Porque é que tantos reclusos passam os dias sem produzir nada, quando poderiam estar a prestar um serviço útil à comunidade?
Falamos dos condenados por crimes menos graves, daqueles que, sob vigilância e em segurança, poderiam ajudar a limpar caminhos, desobstruir ribeiras, recuperar espaços públicos, pintar escolas, jardins ou edifícios públicos.
Em vez de estarem fechados entre quatro paredes, muitas vezes sem qualquer ocupação útil, poderiam estar a aprender uma profissão, a ganhar hábitos de trabalho e a devolver à sociedade uma parte daquilo que lhe retiraram.
A prisão deve punir, mas também deve responsabilizar.
Quem errou tem o dever de contribuir para reparar, na medida do possível, os danos causados à comunidade. E quem trabalha ganha disciplina, competências e melhores condições para recomeçar quando cumprir a sua pena.

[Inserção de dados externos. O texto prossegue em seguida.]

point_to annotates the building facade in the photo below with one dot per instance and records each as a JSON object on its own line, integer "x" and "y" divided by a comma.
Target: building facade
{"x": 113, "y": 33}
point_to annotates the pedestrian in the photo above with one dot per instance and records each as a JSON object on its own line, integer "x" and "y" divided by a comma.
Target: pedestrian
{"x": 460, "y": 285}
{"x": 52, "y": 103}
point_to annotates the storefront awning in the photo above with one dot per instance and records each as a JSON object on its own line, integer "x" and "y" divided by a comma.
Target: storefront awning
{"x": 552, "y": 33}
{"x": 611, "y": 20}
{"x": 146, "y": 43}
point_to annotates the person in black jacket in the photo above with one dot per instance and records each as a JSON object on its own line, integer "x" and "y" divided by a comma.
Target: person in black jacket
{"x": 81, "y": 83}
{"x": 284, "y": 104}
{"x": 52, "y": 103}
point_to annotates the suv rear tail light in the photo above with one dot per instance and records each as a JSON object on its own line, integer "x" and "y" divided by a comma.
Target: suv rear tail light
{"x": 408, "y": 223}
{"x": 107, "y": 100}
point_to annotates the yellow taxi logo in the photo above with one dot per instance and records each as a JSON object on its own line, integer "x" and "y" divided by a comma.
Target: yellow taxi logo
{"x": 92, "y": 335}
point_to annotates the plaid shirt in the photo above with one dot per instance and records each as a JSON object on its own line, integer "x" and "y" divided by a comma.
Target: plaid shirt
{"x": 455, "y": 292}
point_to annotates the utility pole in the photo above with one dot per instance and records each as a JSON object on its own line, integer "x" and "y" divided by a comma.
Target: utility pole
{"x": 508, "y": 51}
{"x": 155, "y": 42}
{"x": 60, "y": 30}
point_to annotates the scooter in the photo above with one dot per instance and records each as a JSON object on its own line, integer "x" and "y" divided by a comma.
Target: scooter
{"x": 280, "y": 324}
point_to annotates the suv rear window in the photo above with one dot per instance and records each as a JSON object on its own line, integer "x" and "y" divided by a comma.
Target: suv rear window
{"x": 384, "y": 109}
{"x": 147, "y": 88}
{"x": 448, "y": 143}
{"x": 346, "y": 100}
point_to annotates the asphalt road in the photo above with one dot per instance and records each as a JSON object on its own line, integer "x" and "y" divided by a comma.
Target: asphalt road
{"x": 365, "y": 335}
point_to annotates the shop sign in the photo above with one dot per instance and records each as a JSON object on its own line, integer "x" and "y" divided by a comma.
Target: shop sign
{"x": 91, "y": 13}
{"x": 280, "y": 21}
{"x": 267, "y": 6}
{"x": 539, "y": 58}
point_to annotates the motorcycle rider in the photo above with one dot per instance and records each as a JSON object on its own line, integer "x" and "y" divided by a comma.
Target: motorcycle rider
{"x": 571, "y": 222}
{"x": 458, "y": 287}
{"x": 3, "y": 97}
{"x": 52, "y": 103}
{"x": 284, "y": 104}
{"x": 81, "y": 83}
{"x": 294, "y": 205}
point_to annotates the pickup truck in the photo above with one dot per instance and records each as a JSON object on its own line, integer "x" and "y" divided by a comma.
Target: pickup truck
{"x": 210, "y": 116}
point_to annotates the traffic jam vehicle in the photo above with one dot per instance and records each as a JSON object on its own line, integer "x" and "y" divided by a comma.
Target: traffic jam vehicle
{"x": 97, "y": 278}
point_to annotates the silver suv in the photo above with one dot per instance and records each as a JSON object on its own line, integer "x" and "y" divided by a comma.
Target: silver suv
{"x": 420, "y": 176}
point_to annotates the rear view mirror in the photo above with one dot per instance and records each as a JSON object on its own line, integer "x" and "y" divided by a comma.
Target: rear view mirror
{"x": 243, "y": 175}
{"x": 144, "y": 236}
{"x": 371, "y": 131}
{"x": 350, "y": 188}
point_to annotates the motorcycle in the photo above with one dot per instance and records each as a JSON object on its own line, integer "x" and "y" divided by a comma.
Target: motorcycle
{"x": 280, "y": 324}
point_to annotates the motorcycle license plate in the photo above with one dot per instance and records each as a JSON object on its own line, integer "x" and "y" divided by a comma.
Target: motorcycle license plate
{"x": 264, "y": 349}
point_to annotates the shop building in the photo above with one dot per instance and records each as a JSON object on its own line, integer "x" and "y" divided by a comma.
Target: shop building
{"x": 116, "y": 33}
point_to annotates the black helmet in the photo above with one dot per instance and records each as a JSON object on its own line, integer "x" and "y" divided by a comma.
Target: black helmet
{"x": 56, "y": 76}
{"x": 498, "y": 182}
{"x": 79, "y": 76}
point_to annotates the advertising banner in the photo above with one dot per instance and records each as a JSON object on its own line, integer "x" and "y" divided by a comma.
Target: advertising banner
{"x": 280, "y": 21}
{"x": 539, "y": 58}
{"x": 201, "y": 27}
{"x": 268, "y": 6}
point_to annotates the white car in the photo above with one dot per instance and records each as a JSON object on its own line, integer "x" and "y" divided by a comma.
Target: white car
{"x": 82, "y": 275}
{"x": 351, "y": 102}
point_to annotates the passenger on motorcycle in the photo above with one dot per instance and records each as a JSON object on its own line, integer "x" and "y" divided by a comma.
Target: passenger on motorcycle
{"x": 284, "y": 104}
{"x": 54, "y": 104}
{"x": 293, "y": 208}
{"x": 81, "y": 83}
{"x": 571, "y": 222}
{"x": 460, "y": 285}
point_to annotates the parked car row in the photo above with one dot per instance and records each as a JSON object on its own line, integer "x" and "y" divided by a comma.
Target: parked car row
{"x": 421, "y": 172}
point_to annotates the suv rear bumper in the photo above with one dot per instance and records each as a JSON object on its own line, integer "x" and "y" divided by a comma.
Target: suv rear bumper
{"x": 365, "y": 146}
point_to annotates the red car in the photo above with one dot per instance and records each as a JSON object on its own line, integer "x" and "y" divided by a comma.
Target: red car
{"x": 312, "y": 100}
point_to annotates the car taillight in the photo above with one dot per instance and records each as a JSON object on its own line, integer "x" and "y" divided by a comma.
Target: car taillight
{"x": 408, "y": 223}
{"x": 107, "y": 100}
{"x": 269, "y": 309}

O que não faz sentido é termos tantos espaços públicos a precisar de manutenção, enquanto milhares de contribuintes suportam integralmente os custos de manter reclusos sem qualquer atividade produtiva.
Concorda?
Os reclusos condenados por crimes menos graves e aptos para trabalhar deveriam prestar trabalho útil à comunidade durante o cumprimento da pena?